Inuit birthright firm gets yellow light for new Iqaluit hotel
QC will drive piles this summer for 94-room hotel, 600-person conference centre
The Qikiqtaaluk Corp. doesn’t yet have full permission from the City of Iqaluit to build a new hotel and conference centre on Federal Road, but the Inuit-owned birthright corporation did get a go-ahead for preliminary site preparation work this summer on their proposed new building.
Iqaluit city council passed a motion last week to issue a development permit to QC for the hotel and conference centre in two steps, or phases.
The 94-room hotel and 600-person conference centre is part of a larger plan by the Qikiqtani Inuit Association to also build a heritage centre, performing arts centre, and affordable Inuit housing on a 40-acre parcel of Inuit-owned land.
A 143-seat bar would be attached to the hotel.
The QIA is the designated Inuit organization that manages the land, which Inuit own in fee simple title through the Nunavut Agreement.
“The phased approach to approvals will allow the applicant to start site preparation and piling works, while the details of the required off-site servicing agreement can be determined,” the city’s acting chief administrative officer, Amy Elgersma said in a city council memo, April 24.
That servicing agreement has to do with a roadway and sewer line that QC will finance on the undeveloped land.
The city wants to make sure it won’t be indebted to QC for that infrastructure.
So the two parties are working out a cost recovery agreement for the road and sewer line.
That could come into play if the city receives revenue from a future subdivision that could be attached to the new access road and sewer system.
Once that’s all worked out, a final permit would be issued for QC to build the hotel, road and sewer line.
Coun.
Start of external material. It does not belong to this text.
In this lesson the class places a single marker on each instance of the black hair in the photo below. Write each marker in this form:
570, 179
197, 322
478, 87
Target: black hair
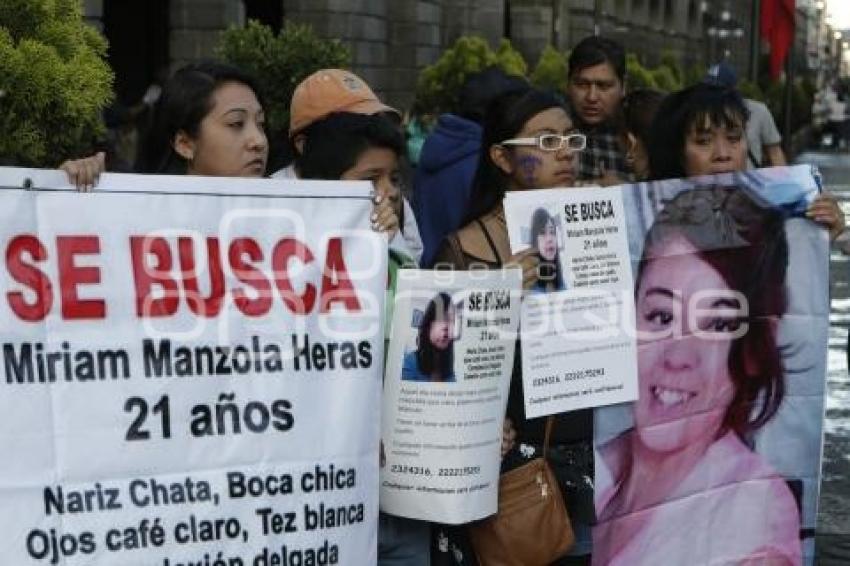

Kyle Sheppard suggested the two-step development permit during a meeting of Iqaluit’s planning and development committee on April 11.
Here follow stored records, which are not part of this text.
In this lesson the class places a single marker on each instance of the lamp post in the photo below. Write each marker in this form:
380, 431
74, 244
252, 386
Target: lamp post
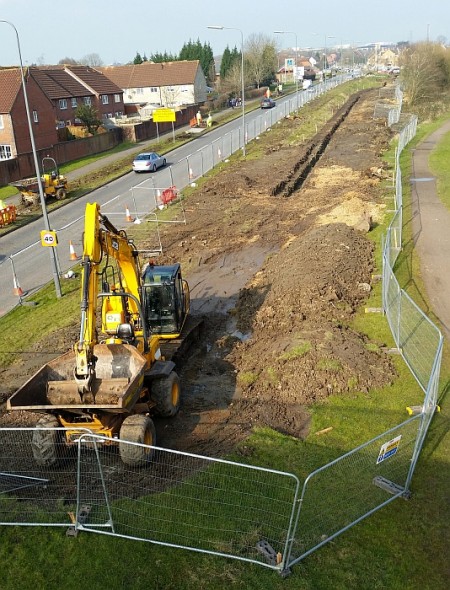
325, 61
36, 165
295, 69
221, 28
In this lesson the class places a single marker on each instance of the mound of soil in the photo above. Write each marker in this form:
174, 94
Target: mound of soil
277, 279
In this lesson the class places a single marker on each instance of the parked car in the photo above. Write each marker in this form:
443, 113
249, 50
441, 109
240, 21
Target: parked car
268, 103
148, 162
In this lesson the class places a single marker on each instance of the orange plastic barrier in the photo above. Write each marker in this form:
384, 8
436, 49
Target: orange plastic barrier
8, 215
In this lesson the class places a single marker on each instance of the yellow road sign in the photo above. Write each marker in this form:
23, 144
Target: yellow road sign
48, 238
163, 115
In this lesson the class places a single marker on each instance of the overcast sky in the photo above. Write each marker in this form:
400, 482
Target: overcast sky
116, 29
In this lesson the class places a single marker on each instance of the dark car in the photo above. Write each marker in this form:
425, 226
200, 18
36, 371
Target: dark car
148, 162
268, 103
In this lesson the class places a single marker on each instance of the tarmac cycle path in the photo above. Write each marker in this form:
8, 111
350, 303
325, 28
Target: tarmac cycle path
431, 231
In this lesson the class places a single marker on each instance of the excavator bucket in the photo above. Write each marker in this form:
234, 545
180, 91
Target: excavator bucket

“We’re not putting ourselves at risk by allowing limited development,” Sheppard said.
But Deputy Mayor Romeyn Stevenson said he wondered if it is wise to allow preliminary development before a full permit is issued.
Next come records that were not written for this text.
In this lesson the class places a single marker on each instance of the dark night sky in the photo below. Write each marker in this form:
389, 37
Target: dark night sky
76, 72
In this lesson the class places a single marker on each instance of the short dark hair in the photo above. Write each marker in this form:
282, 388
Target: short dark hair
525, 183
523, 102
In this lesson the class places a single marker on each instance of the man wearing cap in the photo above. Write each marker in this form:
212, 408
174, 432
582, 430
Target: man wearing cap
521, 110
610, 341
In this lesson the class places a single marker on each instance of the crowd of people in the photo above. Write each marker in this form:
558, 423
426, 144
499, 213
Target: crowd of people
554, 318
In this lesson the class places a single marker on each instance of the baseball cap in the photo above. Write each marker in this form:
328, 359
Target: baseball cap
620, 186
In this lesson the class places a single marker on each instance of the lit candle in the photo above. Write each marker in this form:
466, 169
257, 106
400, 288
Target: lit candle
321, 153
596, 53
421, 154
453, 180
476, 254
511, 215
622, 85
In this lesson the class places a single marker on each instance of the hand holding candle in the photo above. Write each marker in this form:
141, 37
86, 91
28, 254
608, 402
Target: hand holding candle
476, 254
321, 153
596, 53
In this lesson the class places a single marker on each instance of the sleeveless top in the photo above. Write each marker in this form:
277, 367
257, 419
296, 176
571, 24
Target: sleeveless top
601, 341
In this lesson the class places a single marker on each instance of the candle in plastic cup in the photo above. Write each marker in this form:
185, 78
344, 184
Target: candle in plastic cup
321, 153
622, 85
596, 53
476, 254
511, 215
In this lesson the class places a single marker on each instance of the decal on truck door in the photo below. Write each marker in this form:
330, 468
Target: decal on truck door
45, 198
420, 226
“He wants to order a building … a building that isn’t approved,” Stevenson said.
Sheldon Nimchuk, QC’s project manager, called the start of the project a “calculated risk.”
“We will take the risk, we are ready to order,” he said.
“We entered into a discussion with the city in good faith … We’d like to get underway with the hotel, and certainly create language that protects the city,” Nimchuk said.
The project could end up delaying the city’s plans to pave Federal Road, Mayor Madeleine Redfern said, because it makes more sense to pave the road after any new sewer lines are put in.
Hotel space is in short supply in Iqaluit, and has been since the Hotel Arctic shut down last summer.
That building is now a residence for Nunavut Arctic College students.
Another hotel is being built by the Nova Group of Companies in Iqaluit this summer in a lot across from the Tammaativvik boarding home.
Last fall, Nova Group also purchased the Discovery Hotel.